Organophosphates are irreversible acetylcholinesterase inhibitors. Atropine is a muscarinic antagonist that competitively blocks the effects of excess acetylcholine at muscarinic receptors, treating symptoms like bradycardia, salivation, and bronchospasm. However, it has no effect on nicotinic receptors (responsible for muscle fasciculations and weakness). Pralidoxime is a cholinesterase reactivator that removes the organophosphate from the enzyme, restoring its function. It must be given early, before the bond 'ages'.

The patient is presenting with classic anticholinergic (antimuscarinic) toxicity, often remembered by the mnemonic 'hot as a hare, blind as a bat, dry as a bone, red as a beet, mad as a hatter.' The toxins in Atropa belladonna, such as atropine and scopolamine, are potent competitive antagonists of muscarinic cholinergic receptors, leading to inhibition of parasympathetic functions.

Oxybutynin is an antimuscarinic agent that blocks M3 receptors on the detrusor muscle, causing it to relax and increasing bladder capacity. However, it also blocks muscarinic receptors elsewhere in the body, leading to classic anticholinergic side effects. These include dry mouth (xerostomia) due to blockade of M3 receptors on salivary glands, constipation, blurred vision, and confusion, especially in the elderly.

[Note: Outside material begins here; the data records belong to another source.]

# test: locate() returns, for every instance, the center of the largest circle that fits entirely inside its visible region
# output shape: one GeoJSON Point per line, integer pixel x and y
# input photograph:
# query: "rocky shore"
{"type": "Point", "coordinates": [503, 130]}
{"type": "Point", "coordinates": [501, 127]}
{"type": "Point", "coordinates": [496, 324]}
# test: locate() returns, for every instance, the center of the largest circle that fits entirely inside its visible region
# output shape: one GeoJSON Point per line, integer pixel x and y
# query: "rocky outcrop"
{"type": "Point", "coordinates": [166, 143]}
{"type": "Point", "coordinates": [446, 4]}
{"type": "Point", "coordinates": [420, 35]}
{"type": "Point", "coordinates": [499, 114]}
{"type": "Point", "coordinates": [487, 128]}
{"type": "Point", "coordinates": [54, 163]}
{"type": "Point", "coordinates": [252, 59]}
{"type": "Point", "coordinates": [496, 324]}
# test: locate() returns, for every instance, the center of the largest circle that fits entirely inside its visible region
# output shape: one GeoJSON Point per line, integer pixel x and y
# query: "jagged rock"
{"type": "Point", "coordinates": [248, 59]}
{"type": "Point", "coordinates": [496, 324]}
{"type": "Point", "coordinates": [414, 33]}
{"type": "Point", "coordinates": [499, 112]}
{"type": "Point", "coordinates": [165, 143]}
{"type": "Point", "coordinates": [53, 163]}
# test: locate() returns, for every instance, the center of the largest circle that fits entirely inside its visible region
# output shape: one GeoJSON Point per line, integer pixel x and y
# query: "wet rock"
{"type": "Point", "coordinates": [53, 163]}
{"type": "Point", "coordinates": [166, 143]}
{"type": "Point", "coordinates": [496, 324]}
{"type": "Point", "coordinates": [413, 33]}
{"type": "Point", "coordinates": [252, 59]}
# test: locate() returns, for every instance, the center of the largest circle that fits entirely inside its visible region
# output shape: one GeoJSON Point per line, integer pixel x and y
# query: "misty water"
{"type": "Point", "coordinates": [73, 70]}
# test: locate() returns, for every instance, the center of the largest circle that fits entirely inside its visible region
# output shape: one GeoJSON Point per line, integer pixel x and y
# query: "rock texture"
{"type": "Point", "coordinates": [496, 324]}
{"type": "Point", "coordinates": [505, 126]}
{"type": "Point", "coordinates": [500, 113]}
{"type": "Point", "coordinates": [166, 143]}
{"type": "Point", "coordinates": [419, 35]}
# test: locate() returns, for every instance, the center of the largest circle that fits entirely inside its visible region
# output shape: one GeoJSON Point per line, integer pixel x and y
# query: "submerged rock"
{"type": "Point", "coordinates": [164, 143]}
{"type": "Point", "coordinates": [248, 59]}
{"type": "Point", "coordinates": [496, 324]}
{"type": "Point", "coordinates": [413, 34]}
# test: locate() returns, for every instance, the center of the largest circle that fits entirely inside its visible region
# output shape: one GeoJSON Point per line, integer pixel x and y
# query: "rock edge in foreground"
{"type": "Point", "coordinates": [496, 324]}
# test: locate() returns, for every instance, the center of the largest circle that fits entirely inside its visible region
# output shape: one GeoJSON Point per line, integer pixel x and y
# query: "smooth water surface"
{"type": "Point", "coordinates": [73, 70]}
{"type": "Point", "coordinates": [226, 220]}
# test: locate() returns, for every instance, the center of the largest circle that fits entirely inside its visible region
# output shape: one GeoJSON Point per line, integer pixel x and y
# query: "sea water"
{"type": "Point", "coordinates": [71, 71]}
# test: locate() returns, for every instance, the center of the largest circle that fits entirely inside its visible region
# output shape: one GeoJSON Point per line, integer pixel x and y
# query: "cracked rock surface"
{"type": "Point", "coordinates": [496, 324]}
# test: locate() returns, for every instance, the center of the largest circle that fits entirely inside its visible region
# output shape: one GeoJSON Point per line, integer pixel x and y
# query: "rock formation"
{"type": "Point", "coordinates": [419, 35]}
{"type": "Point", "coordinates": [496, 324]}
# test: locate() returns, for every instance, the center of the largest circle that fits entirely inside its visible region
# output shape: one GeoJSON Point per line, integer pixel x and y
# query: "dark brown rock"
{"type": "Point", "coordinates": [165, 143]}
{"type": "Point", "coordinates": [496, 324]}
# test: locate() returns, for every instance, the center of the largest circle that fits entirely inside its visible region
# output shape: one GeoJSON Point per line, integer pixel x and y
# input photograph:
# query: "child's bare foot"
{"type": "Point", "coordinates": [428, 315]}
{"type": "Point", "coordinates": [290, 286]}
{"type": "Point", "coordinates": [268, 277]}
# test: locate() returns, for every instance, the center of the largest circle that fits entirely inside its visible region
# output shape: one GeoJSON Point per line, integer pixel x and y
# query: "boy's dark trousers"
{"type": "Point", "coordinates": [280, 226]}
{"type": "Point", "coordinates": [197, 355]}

Phenylephrine is a selective alpha-1 adrenergic agonist. Activation of alpha-1 receptors on vascular smooth muscle causes potent vasoconstriction, which increases systemic vascular resistance (SVR) and, consequently, blood pressure. It has minimal effect on beta receptors, so it does not directly increase heart rate or contractility and may cause a reflex bradycardia.

Clonidine is a centrally acting alpha-2 adrenergic agonist. It stimulates alpha-2 receptors in the brainstem (specifically the nucleus tractus solitarii), which inhibits presynaptic release of norepinephrine. This leads to a decrease in central sympathetic outflow, reducing heart rate, cardiac output, and peripheral vascular resistance, thereby lowering blood pressure.

Dobutamine is a synthetic catecholamine that is primarily a beta-1 adrenergic agonist. Stimulation of beta-1 receptors in the heart leads to a significant increase in myocardial contractility (positive inotropy) and, to a lesser extent, heart rate. This improves cardiac output and organ perfusion in cardiogenic shock. Dobutamine also has weak beta-2 agonist activity, which can cause mild vasodilation and a decrease in systemic vascular resistance (afterload).

Albuterol is a short-acting beta-2 selective adrenergic agonist used for bronchodilation. However, at higher doses or with frequent use, its selectivity decreases. The tremor (shaky hands) results from stimulation of beta-2 receptors in skeletal muscle. The tachycardia (heart racing) occurs due to stimulation of both beta-2 receptors present in cardiac tissue and some cross-reactivity with cardiac beta-1 receptors at higher doses.

Prazosin is an alpha-1 adrenergic antagonist. It blocks alpha-1 receptors on both arterial and venous smooth muscle, causing vasodilation and a decrease in blood pressure. A well-known adverse effect, particularly with the first dose or after a dose increase, is orthostatic hypotension. This occurs because the blockade of venous alpha-1 receptors prevents the normal vasoconstrictor response needed to maintain blood pressure upon standing.

Carvedilol (and labetalol) are non-selective beta-blockers that also have alpha-1 blocking properties. In heart failure, the beta-1 blockade reduces the harmful effects of chronic sympathetic stimulation on the heart (e.g., remodeling, apoptosis). The alpha-1 blockade causes peripheral vasodilation, which reduces both preload and afterload, further decreasing the workload on the failing heart.

Scopolamine is a centrally acting antimuscarinic agent. It is particularly effective for motion sickness because it blocks muscarinic receptors in the vestibular system and the brainstem vomiting center. The side effects of drowsiness and dry mouth are due to its central and peripheral anticholinergic properties, respectively.